By Harry Hill, Hottinger Investment Management
May 2019 marked another month in which markets were more driven by political noise than by fundamentals, however, that’s not to say that fundamentals were completely ignored.
As Theresa May handed in her resignation effective June 7th, Donald Trump fuelled the fire by slapping further tariffs on the Chinese and surprised markets with 5% tariffs on Mexico in his latest attempt to curb ‘illegal aliens’ crossing its territory. May was therefore an eventful month to say the least. Global equities were down 5.66%, making May the first month this year that has exhibited negative returns. The VIX, a measure of volatility, reached a 4-month peak at 20.55, which compares to a broader average of 15.8 since January.
Theresa May’s departure announcement did not come as a huge surprise, but the uncertainty around her successor, the likelihood of a general election and the possibility of a no-deal Brexit outcome have had noticeable effects on the currency market. The currency movements of sterling demonstrate investors’ indecisive predictions surrounding Brexit. The depreciation of sterling began on the 3rd May at $1.317, following the collapse of cross-party Brexit talks and the results of the UK local elections, which saw big losses by the Conservative party. The GBP-USD rate currently sits at $1.267.

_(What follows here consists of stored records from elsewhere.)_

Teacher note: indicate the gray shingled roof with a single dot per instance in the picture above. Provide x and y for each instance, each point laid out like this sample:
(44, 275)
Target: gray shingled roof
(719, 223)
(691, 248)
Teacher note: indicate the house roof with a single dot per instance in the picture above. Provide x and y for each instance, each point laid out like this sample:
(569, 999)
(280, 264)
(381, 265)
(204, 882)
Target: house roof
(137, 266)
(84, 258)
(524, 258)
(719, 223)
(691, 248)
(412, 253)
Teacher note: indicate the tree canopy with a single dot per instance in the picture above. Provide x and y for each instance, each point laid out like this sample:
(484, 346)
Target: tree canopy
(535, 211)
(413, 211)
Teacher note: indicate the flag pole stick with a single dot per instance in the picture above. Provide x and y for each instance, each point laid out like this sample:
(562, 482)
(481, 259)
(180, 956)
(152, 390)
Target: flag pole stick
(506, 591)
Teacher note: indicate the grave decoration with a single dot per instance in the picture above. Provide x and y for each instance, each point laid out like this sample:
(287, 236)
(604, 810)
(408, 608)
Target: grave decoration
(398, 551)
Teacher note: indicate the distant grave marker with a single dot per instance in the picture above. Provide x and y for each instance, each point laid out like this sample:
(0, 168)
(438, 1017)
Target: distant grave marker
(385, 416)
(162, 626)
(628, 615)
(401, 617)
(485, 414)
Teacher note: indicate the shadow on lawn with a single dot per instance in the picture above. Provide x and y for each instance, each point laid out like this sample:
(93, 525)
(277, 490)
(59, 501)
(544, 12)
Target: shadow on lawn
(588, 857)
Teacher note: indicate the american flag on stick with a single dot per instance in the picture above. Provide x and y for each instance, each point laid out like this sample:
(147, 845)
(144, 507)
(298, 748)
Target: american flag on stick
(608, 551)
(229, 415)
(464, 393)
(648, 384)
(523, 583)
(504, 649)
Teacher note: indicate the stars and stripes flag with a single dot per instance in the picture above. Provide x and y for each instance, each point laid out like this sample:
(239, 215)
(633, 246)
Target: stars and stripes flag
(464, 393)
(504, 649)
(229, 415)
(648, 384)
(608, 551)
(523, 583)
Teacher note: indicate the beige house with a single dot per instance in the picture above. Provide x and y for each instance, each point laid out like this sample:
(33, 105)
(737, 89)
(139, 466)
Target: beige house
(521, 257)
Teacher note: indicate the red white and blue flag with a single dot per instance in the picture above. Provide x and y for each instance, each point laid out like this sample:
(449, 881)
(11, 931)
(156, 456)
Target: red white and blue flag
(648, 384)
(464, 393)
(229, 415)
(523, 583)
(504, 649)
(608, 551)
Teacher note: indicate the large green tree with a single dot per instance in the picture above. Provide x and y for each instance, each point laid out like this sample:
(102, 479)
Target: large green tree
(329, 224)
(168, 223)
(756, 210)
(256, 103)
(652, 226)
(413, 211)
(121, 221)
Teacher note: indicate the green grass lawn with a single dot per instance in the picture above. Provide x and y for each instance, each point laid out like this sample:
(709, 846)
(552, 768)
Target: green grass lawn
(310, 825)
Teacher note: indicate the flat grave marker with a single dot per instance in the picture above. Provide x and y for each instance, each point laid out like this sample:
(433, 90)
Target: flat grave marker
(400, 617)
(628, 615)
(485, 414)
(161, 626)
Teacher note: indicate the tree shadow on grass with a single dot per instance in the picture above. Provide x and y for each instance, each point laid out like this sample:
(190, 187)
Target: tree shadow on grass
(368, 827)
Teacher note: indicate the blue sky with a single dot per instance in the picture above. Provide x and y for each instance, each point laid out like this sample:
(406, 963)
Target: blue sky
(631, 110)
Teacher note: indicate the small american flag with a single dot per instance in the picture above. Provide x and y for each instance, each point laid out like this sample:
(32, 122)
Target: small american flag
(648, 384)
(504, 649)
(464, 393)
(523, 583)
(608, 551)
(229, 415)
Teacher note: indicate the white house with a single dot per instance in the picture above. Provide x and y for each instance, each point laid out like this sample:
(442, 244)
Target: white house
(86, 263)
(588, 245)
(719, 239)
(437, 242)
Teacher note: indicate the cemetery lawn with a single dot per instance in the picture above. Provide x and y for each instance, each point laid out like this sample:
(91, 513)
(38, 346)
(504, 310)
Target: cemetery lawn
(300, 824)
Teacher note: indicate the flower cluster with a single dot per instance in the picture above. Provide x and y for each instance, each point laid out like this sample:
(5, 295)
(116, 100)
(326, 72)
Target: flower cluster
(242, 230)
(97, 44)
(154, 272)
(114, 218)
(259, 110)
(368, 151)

Unlike the aftermath of the 2016 referendum, depreciation in sterling no longer proves to be the tailwind it once was. The FTSE 100 fell 3.5% in May, which is counter-intuitive given that a large portion of these companies’ incomes are repatriated from overseas and as such should feed through to enhance bottom-line growth. This move reflects broader concerns about policy changes such as re-nationalisation of utilities should Labour win a general election.
The UK 10-year gilt started the month yielding 1.15% but has subsequently fallen to 0.87%. This is more of a flight to safety trade given the political environment and a broad consensus that interest rates will remain stable at 75bps until the Brexit situation has been resolved. The 10-year gilt will likely remain a safe haven, with longer-dated bonds at risk of inflation – even more of a risk now given the currency depreciation.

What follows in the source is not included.